Peut-on supposer qu'un phénomène de vases communicants vers l'assurance vie (rendement de 2,8% en 2013) s'est produit ?

Le Livret A souffre de la baisse de son rendement qui est passé de 2,25 à 1 % de 2012 à 2014. Ce mouvement a accompagné la diminution de l’inflation qui est aujourd’hui de 0,3 %. Si en termes réels, le rendement du Livret A n’a pas baissé, en valeur, les Français ont le sentiment inverse. Par ailleurs, il faut noter qu’avec le relèvement des plafonds du Livret A et du Livret de Développement Durable en 2012 et 2013, la collecte de ces deux placements avait atteint sur ces deux années 70 milliards d’euros. Cette collecte nette s’était faite au détriment des livrets bancaires et de l’assurance-vie. Aujourd’hui, nous assistons à un processus de correction. Les ménages se détournent du Livret A et maintiennent des sommes plus importantes qu’auparavant sur leurs comptes courants. Par ailleurs, sur les huit premiers mois de l’année, l’assurance-vie a enregistré une collecte positive de près de 16 milliards d’euros. L’assurance-vie permet aux épargnants de bénéficier d’une garantie en capital avec les fonds euros dont le rendement est fixé annuellement par la compagnie d’assurance. Le rendement moyen, en 2013, était de 2,8 %. Il devrait être de 2,6 % en 2014. Par ailleurs, les épargnants peuvent également affecter une partie de leur épargne sur des unités de compte dont la valeur est fixée par les marchés. Pour les unités de compte, il n’y pas de garantie du capital. En revanche, sur longue période, le rendement est logiquement supérieur à celui des fonds euros. L’assurance-vie bénéficie, par ailleurs, d’un cadre fiscal attractif. Huit ans après l’ouverture d’un contrat d’assurance-vie, le taux d’imposition est de 7,5 % auquel il faut ajouter les prélèvements sociaux qui s’élèvent actuellement à 15,5 %.
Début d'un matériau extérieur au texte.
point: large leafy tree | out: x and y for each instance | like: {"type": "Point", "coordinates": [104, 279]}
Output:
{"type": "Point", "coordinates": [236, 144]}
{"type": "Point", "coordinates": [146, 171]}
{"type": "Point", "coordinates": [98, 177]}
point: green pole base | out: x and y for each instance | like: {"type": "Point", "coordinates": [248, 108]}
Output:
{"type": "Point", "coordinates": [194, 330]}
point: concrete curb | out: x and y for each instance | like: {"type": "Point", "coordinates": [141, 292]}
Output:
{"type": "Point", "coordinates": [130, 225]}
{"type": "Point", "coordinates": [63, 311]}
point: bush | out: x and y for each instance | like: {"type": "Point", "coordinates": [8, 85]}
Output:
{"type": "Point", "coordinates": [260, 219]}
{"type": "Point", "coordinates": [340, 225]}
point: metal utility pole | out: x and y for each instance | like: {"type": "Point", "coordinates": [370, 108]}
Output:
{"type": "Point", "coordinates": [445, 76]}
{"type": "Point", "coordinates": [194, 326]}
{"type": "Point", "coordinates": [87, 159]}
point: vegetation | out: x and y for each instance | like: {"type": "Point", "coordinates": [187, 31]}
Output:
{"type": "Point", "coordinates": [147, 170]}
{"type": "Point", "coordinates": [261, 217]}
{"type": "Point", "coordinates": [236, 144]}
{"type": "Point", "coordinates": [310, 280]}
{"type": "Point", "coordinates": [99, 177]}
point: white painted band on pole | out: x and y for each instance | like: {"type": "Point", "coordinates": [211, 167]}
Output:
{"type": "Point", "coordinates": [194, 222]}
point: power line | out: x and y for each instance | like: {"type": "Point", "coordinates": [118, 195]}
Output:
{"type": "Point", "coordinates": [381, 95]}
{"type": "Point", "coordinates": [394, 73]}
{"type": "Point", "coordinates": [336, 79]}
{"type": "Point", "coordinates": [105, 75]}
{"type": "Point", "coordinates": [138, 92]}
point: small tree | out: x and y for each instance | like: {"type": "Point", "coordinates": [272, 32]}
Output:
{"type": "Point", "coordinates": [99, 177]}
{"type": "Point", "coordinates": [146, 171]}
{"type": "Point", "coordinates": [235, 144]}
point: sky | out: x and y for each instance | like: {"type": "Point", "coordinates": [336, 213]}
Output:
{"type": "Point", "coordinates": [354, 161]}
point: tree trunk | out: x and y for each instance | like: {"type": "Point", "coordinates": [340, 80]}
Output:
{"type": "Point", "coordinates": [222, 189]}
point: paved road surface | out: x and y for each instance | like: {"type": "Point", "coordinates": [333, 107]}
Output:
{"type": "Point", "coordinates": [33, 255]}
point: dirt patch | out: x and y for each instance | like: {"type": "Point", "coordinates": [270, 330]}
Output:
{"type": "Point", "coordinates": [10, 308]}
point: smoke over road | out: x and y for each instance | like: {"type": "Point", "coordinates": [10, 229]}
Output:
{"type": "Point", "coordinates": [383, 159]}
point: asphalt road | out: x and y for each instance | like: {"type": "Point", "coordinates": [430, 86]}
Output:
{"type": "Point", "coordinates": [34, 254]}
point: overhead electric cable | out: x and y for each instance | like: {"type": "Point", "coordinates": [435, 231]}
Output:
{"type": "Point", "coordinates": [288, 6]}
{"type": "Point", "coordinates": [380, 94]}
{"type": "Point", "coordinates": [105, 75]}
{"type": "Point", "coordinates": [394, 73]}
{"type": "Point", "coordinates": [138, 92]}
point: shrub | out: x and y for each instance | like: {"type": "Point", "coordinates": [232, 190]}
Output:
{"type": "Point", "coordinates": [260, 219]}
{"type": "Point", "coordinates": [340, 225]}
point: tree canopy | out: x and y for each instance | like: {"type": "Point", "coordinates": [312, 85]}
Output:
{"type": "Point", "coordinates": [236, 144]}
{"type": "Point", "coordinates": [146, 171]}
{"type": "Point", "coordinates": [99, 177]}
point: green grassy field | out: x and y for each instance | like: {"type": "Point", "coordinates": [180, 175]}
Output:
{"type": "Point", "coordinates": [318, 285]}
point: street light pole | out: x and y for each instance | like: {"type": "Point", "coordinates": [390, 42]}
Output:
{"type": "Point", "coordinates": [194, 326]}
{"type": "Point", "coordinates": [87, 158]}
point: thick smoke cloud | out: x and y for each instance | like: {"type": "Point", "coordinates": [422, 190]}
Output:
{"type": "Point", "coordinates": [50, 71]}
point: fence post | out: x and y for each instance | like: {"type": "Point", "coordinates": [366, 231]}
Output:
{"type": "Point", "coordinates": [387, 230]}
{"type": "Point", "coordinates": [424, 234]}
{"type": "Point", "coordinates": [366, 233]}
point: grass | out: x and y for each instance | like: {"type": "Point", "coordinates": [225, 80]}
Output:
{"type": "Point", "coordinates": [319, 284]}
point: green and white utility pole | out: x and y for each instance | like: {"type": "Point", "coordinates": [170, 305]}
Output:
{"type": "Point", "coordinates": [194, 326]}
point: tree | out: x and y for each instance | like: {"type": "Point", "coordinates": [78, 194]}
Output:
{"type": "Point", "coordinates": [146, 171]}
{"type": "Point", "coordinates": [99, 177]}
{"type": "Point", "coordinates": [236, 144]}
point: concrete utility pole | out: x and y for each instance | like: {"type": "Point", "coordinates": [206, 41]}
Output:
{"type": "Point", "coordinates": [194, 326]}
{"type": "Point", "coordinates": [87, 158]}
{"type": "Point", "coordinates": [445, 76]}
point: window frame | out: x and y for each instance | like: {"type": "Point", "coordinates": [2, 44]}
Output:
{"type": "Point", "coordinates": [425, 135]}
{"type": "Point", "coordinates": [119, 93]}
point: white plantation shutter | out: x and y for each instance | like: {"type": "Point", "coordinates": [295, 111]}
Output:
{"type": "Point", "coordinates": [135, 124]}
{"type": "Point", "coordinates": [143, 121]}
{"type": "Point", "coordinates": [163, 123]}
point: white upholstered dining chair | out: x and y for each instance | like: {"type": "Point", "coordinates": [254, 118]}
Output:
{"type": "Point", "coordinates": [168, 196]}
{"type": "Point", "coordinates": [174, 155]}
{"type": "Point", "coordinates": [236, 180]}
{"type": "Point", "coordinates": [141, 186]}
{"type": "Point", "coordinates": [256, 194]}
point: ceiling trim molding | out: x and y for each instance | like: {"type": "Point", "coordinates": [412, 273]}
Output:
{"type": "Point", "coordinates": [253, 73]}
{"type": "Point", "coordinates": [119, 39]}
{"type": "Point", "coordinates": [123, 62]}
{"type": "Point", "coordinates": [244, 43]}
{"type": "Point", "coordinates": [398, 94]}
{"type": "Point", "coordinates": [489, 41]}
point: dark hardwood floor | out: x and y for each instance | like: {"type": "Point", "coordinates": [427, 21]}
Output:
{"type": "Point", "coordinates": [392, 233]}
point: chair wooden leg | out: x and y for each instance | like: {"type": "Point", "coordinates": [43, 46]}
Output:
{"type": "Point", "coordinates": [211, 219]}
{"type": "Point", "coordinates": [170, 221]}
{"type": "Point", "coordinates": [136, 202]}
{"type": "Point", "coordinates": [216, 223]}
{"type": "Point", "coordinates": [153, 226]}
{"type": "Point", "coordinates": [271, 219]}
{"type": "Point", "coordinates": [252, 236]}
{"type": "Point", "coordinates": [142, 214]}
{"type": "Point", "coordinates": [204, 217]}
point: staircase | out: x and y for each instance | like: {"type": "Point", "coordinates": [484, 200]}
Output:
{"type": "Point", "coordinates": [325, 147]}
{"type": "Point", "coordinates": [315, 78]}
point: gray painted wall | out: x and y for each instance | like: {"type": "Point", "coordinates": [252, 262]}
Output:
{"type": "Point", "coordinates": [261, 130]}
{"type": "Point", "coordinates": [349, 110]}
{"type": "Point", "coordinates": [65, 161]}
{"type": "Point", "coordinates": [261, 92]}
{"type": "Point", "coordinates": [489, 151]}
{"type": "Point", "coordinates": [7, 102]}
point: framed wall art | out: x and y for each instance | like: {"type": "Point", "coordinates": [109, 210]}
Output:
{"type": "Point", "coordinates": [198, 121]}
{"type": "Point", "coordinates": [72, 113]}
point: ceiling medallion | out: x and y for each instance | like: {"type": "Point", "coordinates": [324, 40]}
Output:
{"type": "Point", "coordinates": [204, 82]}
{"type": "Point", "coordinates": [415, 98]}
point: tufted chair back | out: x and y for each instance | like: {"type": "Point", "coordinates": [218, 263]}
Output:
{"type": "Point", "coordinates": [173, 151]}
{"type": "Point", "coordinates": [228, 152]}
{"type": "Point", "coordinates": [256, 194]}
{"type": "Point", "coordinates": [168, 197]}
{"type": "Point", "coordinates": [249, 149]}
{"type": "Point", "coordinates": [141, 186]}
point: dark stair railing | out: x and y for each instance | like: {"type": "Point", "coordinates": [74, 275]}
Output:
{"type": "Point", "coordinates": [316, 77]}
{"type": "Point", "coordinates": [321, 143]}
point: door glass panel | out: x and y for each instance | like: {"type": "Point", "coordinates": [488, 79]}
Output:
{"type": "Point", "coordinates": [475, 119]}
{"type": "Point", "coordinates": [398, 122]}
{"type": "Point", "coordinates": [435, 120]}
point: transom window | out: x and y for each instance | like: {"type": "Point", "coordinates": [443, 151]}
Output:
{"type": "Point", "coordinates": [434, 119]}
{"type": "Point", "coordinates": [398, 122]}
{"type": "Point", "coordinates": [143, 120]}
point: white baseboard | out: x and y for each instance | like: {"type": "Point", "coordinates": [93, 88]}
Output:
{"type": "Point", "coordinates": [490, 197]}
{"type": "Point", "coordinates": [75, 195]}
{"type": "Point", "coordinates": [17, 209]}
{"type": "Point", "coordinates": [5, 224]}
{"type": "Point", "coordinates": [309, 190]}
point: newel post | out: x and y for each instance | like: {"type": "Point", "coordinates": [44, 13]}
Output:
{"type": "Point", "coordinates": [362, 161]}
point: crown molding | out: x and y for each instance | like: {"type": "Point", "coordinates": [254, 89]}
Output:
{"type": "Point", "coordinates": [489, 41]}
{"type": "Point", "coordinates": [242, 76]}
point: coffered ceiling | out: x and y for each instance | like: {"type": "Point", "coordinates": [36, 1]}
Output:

Certes, il ne faut pas surévaluer les liens entre Livret A et assurance-vie. En effet, ce sont des produits de nature différente. L’assurance-vie est en concurrence avec l’immobilier. En revanche, le plan d’épargne logement avec son rendement de 2,5 % rentre en concurrence tant avec le Livret A qu’avec l’assurance-vie. Depuis plus d’un an, le PEL enregistre un fort taux de croissance.

Certains épargnants ont-ils pu placer leur épargne ailleurs qu'en France, dans des assurances-vie plus rémunératrices ?

Depuis plusieurs années, des ménages ont décidé en toute légalité de placer tout ou partie de leur épargne à l’étranger et tout particulièrement au Luxembourg. Quelques milliard d’euros se sont ainsi logés dans des contrats d’assurance-vie à l’étranger. Les épargnants qui ont fait un tel choix cherchent des produits plus rémunérateurs avec une meilleure garantie du capital. En revanche, cela n’affecte que marginalement la collecte du Livret A qui est avant tout un produit d’épargne populaire, de court terme. Le ticket d’entrée pour des contrats à l’étranger est de plusieurs dizaines de milliers d’euros quand le plafond du Livret A est de 22 950 euros et celui du Livret de Développement Durable est de 12 000 euros.

Les plus modestes sont-ils nombreux à ne plus épargner ? Pourquoi ? Avec quelles conséquences ?

Le taux d’épargne varie fortement en fonction des revenus. En 2009, les 25 % des ménages épargnant la part la plus importante de leurs revenus (soit plus de 33 %) contribuent à 72 % de l’épargne nationale annuelle qui s’élève à environ 200 milliards d’euros. Près de 40 % des ouvriers ou des employés n’épargnent pas quand ce taux est de 20 % chez les cadres. Avec la crise, la proportion des Français à ne pas pouvoir épargner a tendance à s’accroître. Or, évidemment, cette incapacité à épargner fragilise la situation des personnes concernées. Le fait de ne pas avoir une poche d’épargne expose fortement les ménages à des difficultés en cas de perte d’emploi. C’est également une raison avancée pour demander des étalements de paiement pour les impôts. Les ménages sans épargne sont en situation de vulnérabilité face à des échéances comme le paiement des loyers ou le remboursement des emprunts immobiliers.